Koltuğunun altında sıkı sıkı sarıldığı sağı solu yıpranmış kutuyu, sırçaymış gibi kasaranın üstüne koyup açtı. İmbat, çileli bir geçmişi yüzüne vuruyordu. Kemanı yavaşça eline alıp tellerini bir sevgilinin saçlarını okşar gibi okşadı. Yayı kutudan çıkardı, omzuna dayadığı kemanın telleriyle buluşturdu. Keman babasını yitirmiş bir çocuk gibi inledi. Gözyaşları kalbinin üstüne dökülürken, son arzunun bestesini deniz kuşlarıyla paylaştı. Kalbinin üstündeki cepten küçük kutuyu çıkardı. Kutsal emaneti dudaklarına götürürken birkaç damla gözyaşı imbata karıştı. Kapağını açıp içindeki bir avuç külü imbatın nefesine bırakarak denizin yeşil gözlerine kavuşmasını izledi.
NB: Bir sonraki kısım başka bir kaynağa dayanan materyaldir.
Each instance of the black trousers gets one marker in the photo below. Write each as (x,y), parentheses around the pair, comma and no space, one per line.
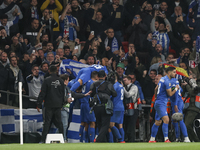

Bir elinde keman, bir elinde yay, gözünde yaşlar… Kuşlar, besteyi dillendirdiler…
“aşkla doğdu aşkla yandı aşkla her gün soldu can
bir hayalden aşkla aktı an be an bu çağlayan
imbatın hür kollarında bir avuç kül oldu can
şimdi bir dost, bir kırık yay var peşinden ağlayan”
Filiz BEDÜK
(BH Sanat Dergisi/2007)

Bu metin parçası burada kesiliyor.